In contrast, a spectrum-centric search does not require spectral libraries, making it independent on the limits and assumptions associated with the libraries and machine learning models. A spectrum-centric match is easier to interpret and visualise as each identification has to stand on its own merits. Also, because the spectra are searched independently, the search scales easily across multiple processors.

Narrow window strategies (with an isolation window of generally no more than 8 m/z) will typically result in fewer peptides per MS/MS spectrum and therefore less convoluted data than wide window (isolation window > 8 m/z) approaches. As discussed in a previous blog article, narrow window DIA spectra are often of a similar complexity to chimeric data-dependent acquisition (DDA) datasets. This means it’s possible to apply traditional spectrum-centric analysis.

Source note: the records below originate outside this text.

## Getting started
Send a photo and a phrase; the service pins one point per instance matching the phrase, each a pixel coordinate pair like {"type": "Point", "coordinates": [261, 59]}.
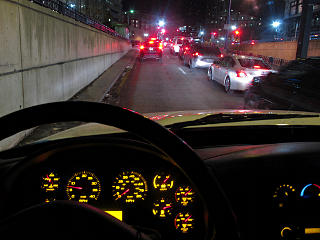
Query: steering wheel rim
{"type": "Point", "coordinates": [219, 213]}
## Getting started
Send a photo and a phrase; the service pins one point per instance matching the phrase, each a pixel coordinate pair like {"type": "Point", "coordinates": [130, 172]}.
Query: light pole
{"type": "Point", "coordinates": [228, 26]}
{"type": "Point", "coordinates": [276, 24]}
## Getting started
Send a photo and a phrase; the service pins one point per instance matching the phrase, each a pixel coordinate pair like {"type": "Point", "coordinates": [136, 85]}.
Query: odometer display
{"type": "Point", "coordinates": [129, 187]}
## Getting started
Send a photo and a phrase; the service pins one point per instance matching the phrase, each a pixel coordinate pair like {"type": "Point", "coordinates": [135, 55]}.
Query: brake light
{"type": "Point", "coordinates": [241, 74]}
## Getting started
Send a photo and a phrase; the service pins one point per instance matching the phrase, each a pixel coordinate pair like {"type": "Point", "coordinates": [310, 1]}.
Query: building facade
{"type": "Point", "coordinates": [292, 16]}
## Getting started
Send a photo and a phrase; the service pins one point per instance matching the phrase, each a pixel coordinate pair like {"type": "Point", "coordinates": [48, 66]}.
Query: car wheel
{"type": "Point", "coordinates": [227, 84]}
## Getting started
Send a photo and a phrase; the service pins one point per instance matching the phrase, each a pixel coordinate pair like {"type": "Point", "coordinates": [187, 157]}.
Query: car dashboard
{"type": "Point", "coordinates": [133, 182]}
{"type": "Point", "coordinates": [273, 188]}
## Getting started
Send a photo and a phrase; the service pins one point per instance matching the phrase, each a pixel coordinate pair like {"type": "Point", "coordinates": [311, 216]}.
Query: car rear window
{"type": "Point", "coordinates": [253, 63]}
{"type": "Point", "coordinates": [211, 50]}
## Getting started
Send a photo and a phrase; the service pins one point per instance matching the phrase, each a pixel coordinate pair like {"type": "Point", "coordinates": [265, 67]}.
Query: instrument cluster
{"type": "Point", "coordinates": [161, 198]}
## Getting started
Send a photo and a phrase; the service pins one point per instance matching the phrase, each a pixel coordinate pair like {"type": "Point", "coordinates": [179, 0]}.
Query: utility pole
{"type": "Point", "coordinates": [305, 26]}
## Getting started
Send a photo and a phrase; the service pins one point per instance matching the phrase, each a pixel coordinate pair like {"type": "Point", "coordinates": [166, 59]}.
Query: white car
{"type": "Point", "coordinates": [236, 72]}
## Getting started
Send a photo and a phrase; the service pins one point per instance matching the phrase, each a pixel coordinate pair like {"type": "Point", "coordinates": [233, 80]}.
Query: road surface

Example narrow window DIA dataset

As outlined on our help page about searching chimeric spectra, Mascot Distiller is currently able to process narrow window DIA data files generated by most Thermo instruments. To examine this, we’ve taken a publicly available narrow-window DIA dataset from the EBI PRIDE repository and reprocessed and searched using Mascot Distiller 2.8.5 and Mascot Server 2.8.3.

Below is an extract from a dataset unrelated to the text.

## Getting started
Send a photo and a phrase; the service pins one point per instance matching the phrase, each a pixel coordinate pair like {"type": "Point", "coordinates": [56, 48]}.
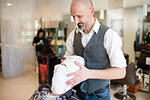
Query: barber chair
{"type": "Point", "coordinates": [141, 63]}
{"type": "Point", "coordinates": [130, 79]}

The selected dataset is from a prostate cancer study [2] which looked at various approaches for collecting and analysing proteomics data from matched groups of 20 prostate cancer and non-cancer patients, including narrow window DIA with an isolation window of 8 m/z. As with the wide-window DDA dataset processed in the earlier blog article, we re-processed the narrow-window DIA datafiles using Mascot Distiller, automating peak-picking and search submission with Mascot Daemon. The processing options used were the shipped prof_prof.ThermoXcalibur.opt settings with the follow changes:

  • Allow up to 9 precursors per spectrum, in a range of +/- 4Da
  • Uncentroiding the data at 400 points per Da
As table 1 below shows, the majority of peaklists have 1, 2 or 3 possible precursor masses identified by Mascot Distiller, and the mean number per peaklist is approximately 2.5.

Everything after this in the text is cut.